Pour que les choses soient claires: le châtiment appliqué après des années de non-vie et d’angoisse avilissantes passées dans un couloir de la mort (pire que la mort), m’apparaît une barbarie, une torture et révèle un fond sadique et pervers, même si ce traitement est appliqué de bonne foi. Mais, ceux que la mise à mort légale de Sassam Hussein révulse tant, ne pourraient-ils pas avoir une indignation proportionnée à l’ampleur d’autres massacres? Question rhétorique. La métaphore du concert des nations, où la Suisse joue enfin pleinement[2], qui enveloppe le concept de partition, est affligée du concept de prévisibilité. Qui est rarement compatible avec la décence, ou alors c’est qu’un moratoire en la matière aura été consenti.
Notes
[1] Si on tient à s’émouvoir à propos d’assassinats commis à l’échelle d’une population, on privilégiera des événements suffisamment éloignés dans le passé, comme le malheur des Arméniens. Mais les meurtres d’innocents perpétrés par la nature conviennent aussi.
[2] Maintenant qu’elle est à l’ONU et qu’elle a, qui plus est, en la personne de Micheline Calmy-Rey, une ministre des affaires étrangères ambitieuse.
D’accord, on devrait s’indigner et protester vis-à -vis de la Chine, des EU et d’autres. Mais aucune condamnation à mort ne se justifie! Ce n’est pas parce qu’on ne proteste pas ou trop mollement ailleurs que cette exécution-ci se justifie!
Ce n’est pas que telle ou telle exécution se justifie plutôt que telle ou telle autre. C’est telle ou telle indignation qui perd en force d’indignation et en force de légitimité, dès lors qu’elle se fait sélective.
D’un autre côté, tuer Saddam n’est-ce pas en faire un martyr? Quand on sait ce que ce mot représente pour certains, n’est-ce pas une porte ouverte aux futurs Saddam?
Bien entendu je ne cherche nullement à sauver ce tyran, mais juste à essayer de voir quelles conséquences négatives peut avoir sa condamnation à mort.

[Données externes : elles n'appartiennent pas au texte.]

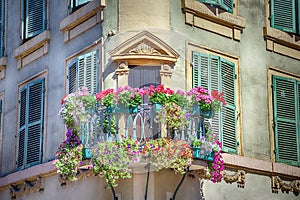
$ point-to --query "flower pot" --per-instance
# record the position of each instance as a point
(196, 110)
(121, 109)
(199, 155)
(157, 106)
(87, 153)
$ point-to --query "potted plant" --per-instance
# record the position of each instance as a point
(69, 156)
(77, 108)
(111, 160)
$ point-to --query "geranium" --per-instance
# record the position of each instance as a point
(69, 156)
(159, 94)
(217, 165)
(131, 97)
(111, 160)
(107, 97)
(172, 115)
(76, 108)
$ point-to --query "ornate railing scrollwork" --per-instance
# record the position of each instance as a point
(27, 186)
(284, 186)
(239, 177)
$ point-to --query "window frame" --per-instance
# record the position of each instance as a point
(275, 72)
(24, 25)
(190, 47)
(75, 59)
(40, 77)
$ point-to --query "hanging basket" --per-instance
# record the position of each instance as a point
(199, 155)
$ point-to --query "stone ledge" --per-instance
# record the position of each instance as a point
(199, 15)
(281, 42)
(260, 166)
(37, 170)
(81, 18)
(32, 49)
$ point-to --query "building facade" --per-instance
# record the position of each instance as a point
(250, 50)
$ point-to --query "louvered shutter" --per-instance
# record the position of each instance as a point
(227, 5)
(87, 71)
(2, 27)
(35, 123)
(22, 129)
(283, 15)
(31, 124)
(72, 77)
(224, 4)
(229, 134)
(286, 119)
(35, 17)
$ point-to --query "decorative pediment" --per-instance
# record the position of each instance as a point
(144, 49)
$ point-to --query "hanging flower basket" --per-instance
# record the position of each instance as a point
(198, 154)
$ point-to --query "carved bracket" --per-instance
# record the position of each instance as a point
(239, 177)
(292, 186)
(26, 187)
(83, 173)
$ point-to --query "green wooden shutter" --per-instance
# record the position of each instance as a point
(2, 27)
(196, 69)
(35, 17)
(31, 124)
(283, 15)
(22, 129)
(87, 71)
(286, 119)
(35, 123)
(224, 4)
(72, 77)
(228, 114)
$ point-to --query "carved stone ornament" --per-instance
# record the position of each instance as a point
(26, 187)
(239, 177)
(144, 49)
(284, 186)
(83, 173)
(122, 69)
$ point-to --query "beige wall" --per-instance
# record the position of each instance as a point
(143, 14)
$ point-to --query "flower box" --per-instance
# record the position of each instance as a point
(87, 153)
(197, 154)
(196, 110)
(121, 109)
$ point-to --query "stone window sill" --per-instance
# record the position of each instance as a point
(252, 165)
(223, 23)
(82, 19)
(282, 42)
(32, 49)
(3, 62)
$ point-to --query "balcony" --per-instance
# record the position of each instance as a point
(116, 133)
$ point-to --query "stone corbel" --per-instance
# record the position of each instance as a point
(165, 71)
(26, 186)
(292, 186)
(239, 177)
(122, 69)
(83, 173)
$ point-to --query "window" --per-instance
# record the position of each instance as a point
(34, 18)
(215, 73)
(224, 4)
(30, 133)
(285, 15)
(2, 27)
(286, 108)
(83, 71)
(76, 4)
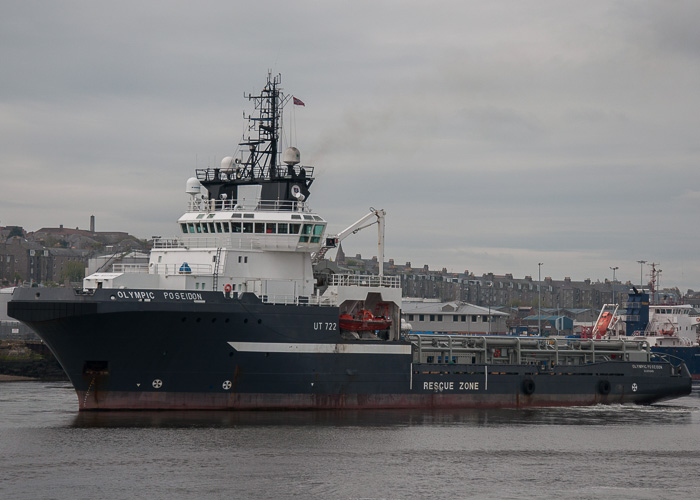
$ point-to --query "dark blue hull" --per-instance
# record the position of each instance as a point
(689, 355)
(126, 349)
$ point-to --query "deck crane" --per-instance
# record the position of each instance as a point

Bien sûr que la question du martyre se pose. J’imagine qu’elle a été prise en compte par les juges. Mais je constate que les protestations officielles des pays n’invoquent que les principes abolitionnistes.
Effectivement, quand j’ai entendu cette nouvelle j’ai été légerement surpris, jusqu’a ce que je me souvienne que les EU utilisent cette peine dans leur système juridique, et qui rien ici ne doit les choquer.. Pire, je suppose que cette action va amener un sentiment de mission accomplie, de l’ordre de « ca y est, on l’a eu, il ne fera plus de mal a personne ».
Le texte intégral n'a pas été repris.